Pendant ce temps, ce sont les 9 % les plus modestes qui sont perdants, ceux que vous devriez protéger, ceux que vous devriez aider. Au lieu de cela, ceux qui ont déjà tant de peine à s'en sortir chaque mois perdent encore un peu plus à chacune de vos réformes – je pense notamment à la diminution des aides personnalisées au logement – APL. Alors que nous ne cessons de vous proposer des solutions concrètes pour le bien de tous, vous y préférez systématiquement les tours de passe-passe au bénéfice des plus puissants : cela vaut pour la loi de finances comme pour la privatisation d'Aéroports de Paris – ADP – ou le Comprehensive Economic and Trade Agreement – CETA – , que vous avez passé en force hier. En réalité, vous préférez le profit et le libre commerce à l'intérêt général. Au lieu de nous écouter et d'écouter les économistes, qui vous encouragent à profiter des taux d'intérêt historiquement bas pour enfin lancer un grand plan d'investissement, celui dont nous aurions tellement besoin, ne serait-ce que pour répondre à la question de l'écologie, vous préférez couper à la hache dans les budgets.

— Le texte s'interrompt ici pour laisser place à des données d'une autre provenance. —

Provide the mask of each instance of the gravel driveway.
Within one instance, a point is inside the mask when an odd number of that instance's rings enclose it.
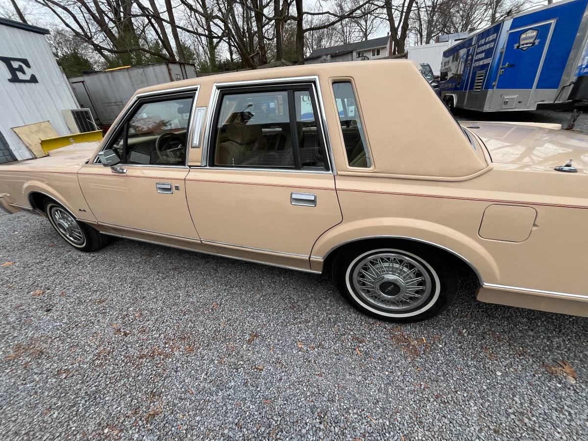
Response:
[[[0,265],[0,438],[588,439],[586,319],[462,295],[398,326],[318,276],[85,254],[25,213]]]

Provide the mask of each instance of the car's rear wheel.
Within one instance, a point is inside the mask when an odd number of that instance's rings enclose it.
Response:
[[[457,274],[430,248],[390,244],[346,250],[333,261],[333,276],[355,308],[381,320],[417,322],[440,313],[457,290]]]
[[[95,228],[78,222],[67,209],[52,199],[45,201],[45,212],[51,225],[65,242],[81,251],[96,251],[111,239]]]
[[[447,109],[450,112],[453,112],[453,108],[455,107],[453,97],[451,95],[445,95],[445,96],[443,97],[443,102],[445,103],[445,105],[447,106]]]

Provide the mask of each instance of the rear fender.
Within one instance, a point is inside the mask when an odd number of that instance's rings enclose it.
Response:
[[[499,279],[498,265],[480,243],[443,225],[405,218],[377,218],[333,227],[319,238],[313,247],[310,256],[313,269],[318,269],[329,254],[340,246],[374,238],[404,239],[427,243],[463,260],[476,273],[480,283],[496,283]]]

Vous préférez, par exemple, protéger et chérir les niches fiscales, dont le montant a augmenté de 6,7 milliards d'euros entre 2017 et 2018. Puisque le secrétaire d'État nous y a invités, je saisis l'occasion pour saluer l'excellent rapport d'information de Joël Giraud sur l'application des mesures fiscales, qui évalue les dépenses fiscales à 99,3 milliards d'euros. Les dépenses fiscales, c'est moins de recettes pour l'État. Pour notre part, nous préférons tailler dans les dépenses fiscales qui, comme le montre le rapport, avantagent encore les plus riches, que dans les dépenses publiques. De même, selon le rapport, ce sont les entreprises qui profitent le plus de ces dépenses fiscales, puisqu'elles bénéficient des deux tiers de celles-ci. Le crédit d'impôt pour la compétitivité et l'emploi – CICE – est l'archétype de ce type de dépenses. C'est une vraie gabegie : l'État jette de l'argent par la fenêtre sans demander aucune contrepartie en matière d'emploi.

M. Le Maire a récemment promis que la baisse de l'impôt sur le revenu de 5 milliards d'euros serait pour la plus grande part financée par une diminution des niches fiscales des entreprises. Le Gouvernement ne parle désormais que de 1,5 milliard, et ce sera bientôt 600 millions d'euros. J'espère que le rapporteur de la commission des finances défendra des amendements qui s'inspirent du rapport et que la majorité saura les soutenir, même en cas d'avis défavorable du Gouvernement.

S'agissant du présent projet de loi de règlement, vous vous félicitez de la création de votre fonds pour l'innovation, qui doit être abondé par l'argent issu des privatisations de la Française des jeux – FDJ – , d'Engie et d'ADP, alors que la Cour des comptes elle-même ne voit pas l'intérêt de ce qu'elle qualifie de « mécanique budgétaire complexe et injustifiée ». Ce fonds disposera, selon vous, de 10 milliards, alors que la Cour des comptes explique qu'il s'agit d'opérations inutilement compliquées, qui en pratique ne financeront l'innovation qu'à hauteur des intérêts rapportés par ce fonds, soit 250 millions d'euros, trois fois moins que ce que rapportent aujourd'hui les rentes de ces entreprises, dans lesquelles l'État est majoritaire. Ce fonds est un simple prétexte à vos privatisations scandaleuses, comme celle de la FDJ ou d'ADP. J'en profite pour appeler une fois de plus les Français à aller signer la pétition : si nous recueillons 4,7 millions de signatures, nous pourrons obtenir un référendum.

Derrière vos effets de communication, la grande majorité des Français continuent à perdre tous les jours un peu plus de leurs conquêtes sociales – comme en témoignent encore les annonces de ce matin sur les retraites – , et tout simplement un peu plus de leur argent, au bénéfice de quelques-uns.